Erweitertes "Sicherheitsgesetz" in Hongkong verabschiedet
In Hongkong hat das Parlament einstimmig ein neues nationales Sicherheitsgesetz verabschiedet, das unter anderem für Vergehen in Zusammenhang mit "Verrat" eine lebenslange Haftstrafe vorsieht. "Heute ist ein historischer Moment für Hongkong", sagte Hongkongs Regierungschef John Lee am Dienstag. Das Gesetz werde am 23. März in der chinesischen Sonderverwaltungszone in Kraft treten. Die USA, Großbritannien und die UNO verurteilten den Schritt.
Das Gesetz wurde im Eilverfahren durch das Parlament gebracht. Die USA, Großbritannien und die Europäische Union hatten schon zuvor gewarnt, dass das Vorhaben die Freiheiten in Hongkong weiter beschneiden könnte.
2020 hatte Peking als Antwort auf die pro-demokratischen Proteste in Hongkong zunächst ein sogenanntes Nationales Sicherheitsgesetz erlassen. Das international scharf kritisierte Gesetz ermöglicht den Behörden ein hartes Vorgehen gegen alle Aktivitäten, die nach ihrer Auffassung die nationale Sicherheit Chinas bedrohen - und damit auch ein drakonisches Vorgehen gegen Kritiker.
Das zusätzliche, nun vor Ort erlassene Hongkonger Sicherheitsgesetz soll nach Angaben Lees nun Schlupflöcher des Pekinger Gesetzes schließen. Es werden Dutzende teils neuer Straftaten in fünf Kategorien eingeteilt: Verrat, Aufstand, Diebstahl von Staatsgeheimnissen und Spionage, Sabotage mit Gefährdung der nationalen Sicherheit und Einmischung von außen.

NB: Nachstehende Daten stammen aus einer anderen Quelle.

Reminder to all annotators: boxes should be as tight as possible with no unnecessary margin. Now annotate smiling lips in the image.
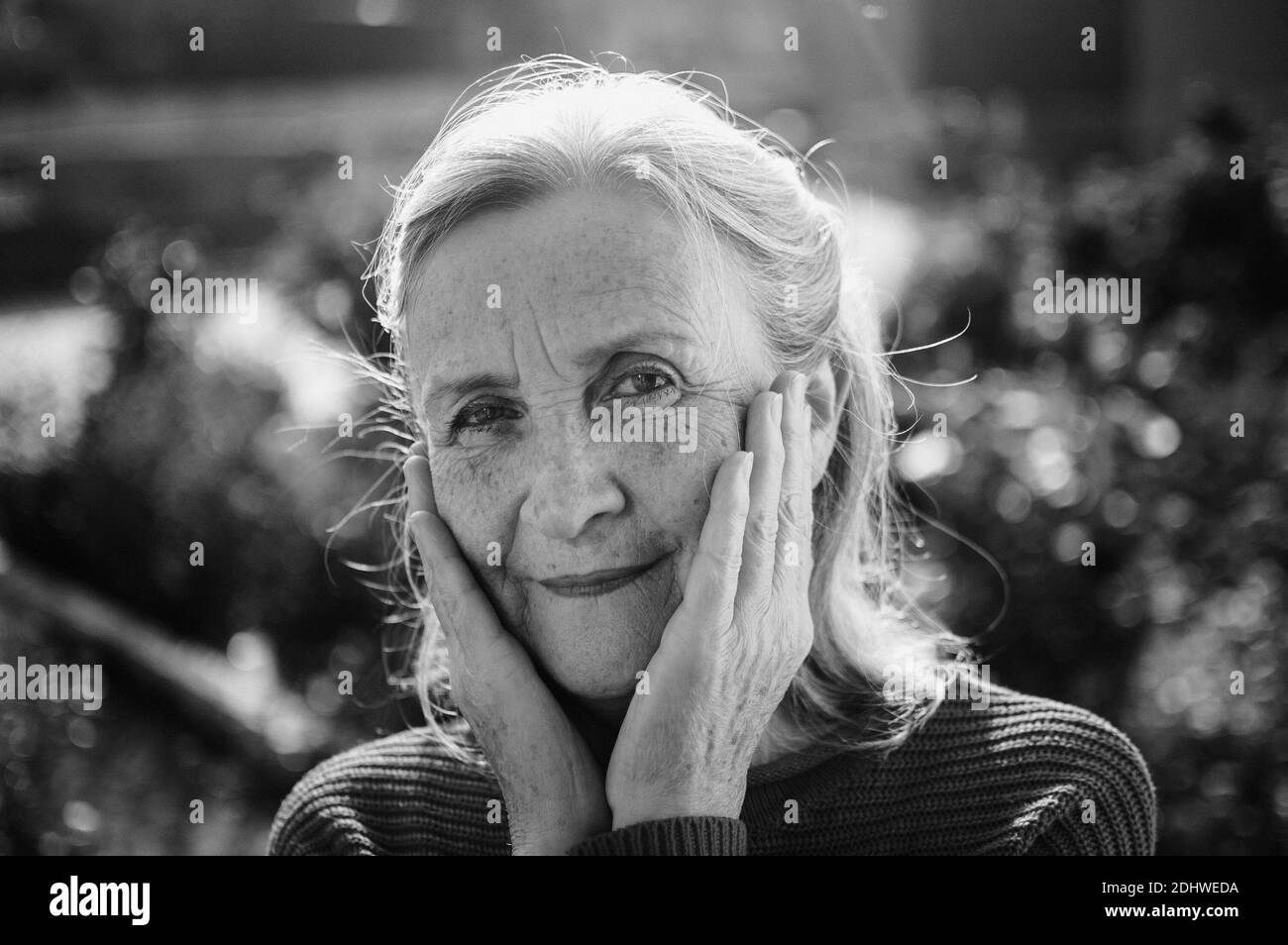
[538,558,662,597]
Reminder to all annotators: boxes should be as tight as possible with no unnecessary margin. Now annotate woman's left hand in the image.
[605,372,814,829]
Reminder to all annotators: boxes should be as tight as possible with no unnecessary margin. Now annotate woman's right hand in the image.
[403,443,612,855]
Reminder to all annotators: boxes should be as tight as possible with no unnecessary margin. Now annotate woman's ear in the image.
[805,357,850,486]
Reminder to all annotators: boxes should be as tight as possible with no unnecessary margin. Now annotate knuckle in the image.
[781,491,808,530]
[746,508,778,551]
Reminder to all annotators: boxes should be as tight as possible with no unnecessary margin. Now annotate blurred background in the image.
[0,0,1288,854]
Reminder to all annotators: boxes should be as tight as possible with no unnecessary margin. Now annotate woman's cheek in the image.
[429,448,510,571]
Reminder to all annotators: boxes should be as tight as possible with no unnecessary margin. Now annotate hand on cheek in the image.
[605,372,814,828]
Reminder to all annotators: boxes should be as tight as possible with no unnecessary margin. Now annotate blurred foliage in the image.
[0,77,1288,854]
[898,92,1288,854]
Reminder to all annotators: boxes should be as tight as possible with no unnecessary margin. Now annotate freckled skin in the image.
[406,189,774,720]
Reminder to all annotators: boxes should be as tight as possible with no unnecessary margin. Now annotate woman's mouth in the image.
[538,555,665,597]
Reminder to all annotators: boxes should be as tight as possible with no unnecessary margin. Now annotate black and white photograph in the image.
[0,0,1288,895]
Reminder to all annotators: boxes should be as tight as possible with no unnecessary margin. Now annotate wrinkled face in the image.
[404,190,774,714]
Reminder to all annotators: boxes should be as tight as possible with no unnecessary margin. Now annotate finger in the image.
[403,456,503,654]
[680,451,752,627]
[774,370,814,589]
[738,391,783,614]
[403,454,438,519]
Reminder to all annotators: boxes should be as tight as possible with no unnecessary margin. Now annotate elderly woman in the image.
[270,56,1155,855]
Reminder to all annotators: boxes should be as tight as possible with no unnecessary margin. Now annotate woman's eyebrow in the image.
[422,328,693,407]
[574,328,693,369]
[422,370,519,407]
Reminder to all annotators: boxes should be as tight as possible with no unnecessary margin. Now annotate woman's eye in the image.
[612,369,675,398]
[451,403,515,433]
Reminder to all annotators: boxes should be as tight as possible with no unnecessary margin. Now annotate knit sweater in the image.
[269,684,1156,855]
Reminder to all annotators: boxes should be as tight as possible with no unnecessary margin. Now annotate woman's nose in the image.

Das Gesetz "wird es Hongkong erlauben, Spionageaktivitäten, Komplotte und Fallen ausländischer Geheimdienste, Infiltration und Sabotage durch feindliche Kräfte wirksam zu verhindern, zu verbieten und zu bestrafen", sagte Lee. Außerdem werde das Gesetz auch "schwarzgekleidete Gewalt und Farbrevolutionen" wirksam verhindern - damit spielte er auf die pro-demokratischen Proteste an, die 2019 begannen. Lee ist wegen seiner Überwachung der Proteste als Sicherheitschef mit US-Sanktionen belegt.
Die chinesische Sonderverwaltungszone galt bis vor wenigen Jahren als Bastion der Meinungsfreiheit in China. Bei der Rückgabe der ehemaligen britischen Kronkolonie 1997 an China hatte Peking zugesichert, das Prinzip "ein Land, zwei Systeme", das den Menschen in Hongkong zahlreiche Bürgerrechte zusicherte, 50 Jahre lang aufrecht zu erhalten. Das hatte den Status Hongkongs als Wirtschaftszentrum von Weltrang gefestigt.
Lee gab nun an, die Regierung könne sich nun "vollständig der wirtschaftlichen Entwicklung" widmen. Er verwies auf die Notwendigkeit von Stabilität, um Investoren anzulocken.
EU-Außenbeauftragter Josep Borrell zeigte sich besorgt. Nach der Annahme des umstrittenen Gesetzes durch den Peking-treuen Legislativrat in Hongkong hieß es in einer Stellungnahme Borrells in Brüssel, es könne "die Aushöhlung der Grundfreiheiten und des politischen Pluralismus verschärfen". Das Gesetz könne die Arbeit der EU-Vertretung und der Generalkonsulate der EU-Staaten in Hongkong "erheblich beeinträchtigen" und sich auf europäische Bürger, Organisationen und Unternehmen in der asiatischen Metropole auswirken. "Das wirft auch Fragen über die langfristige Attraktivität Hongkongs als internationales Wirtschaftszentrum auf", fand der EU-Außenbeauftragte. "Besonders besorgniserregend" scheinen nach seiner Einschätzung die umfassenden Bestimmungen und vagen Definitionen zu sein, die sich auf "ausländische Einmischung und Staatsgeheimnisse" beziehen.
Der britische Außenminister David Cameron jedoch erklärte, das Gesetz werde die in der Stadt geltenden Rechte und Freiheiten weiter beeinträchtigen und "weitreichende Auswirkungen" auf die Rechtsstaatlichkeit und die Unabhängigkeit der Institutionen haben. "Die weit gefassten Definitionen von nationaler Sicherheit und Einmischung von außen werden es denjenigen, die in Hongkong leben, arbeiten und Geschäfte machen, schwerer machen", gab Cameron an.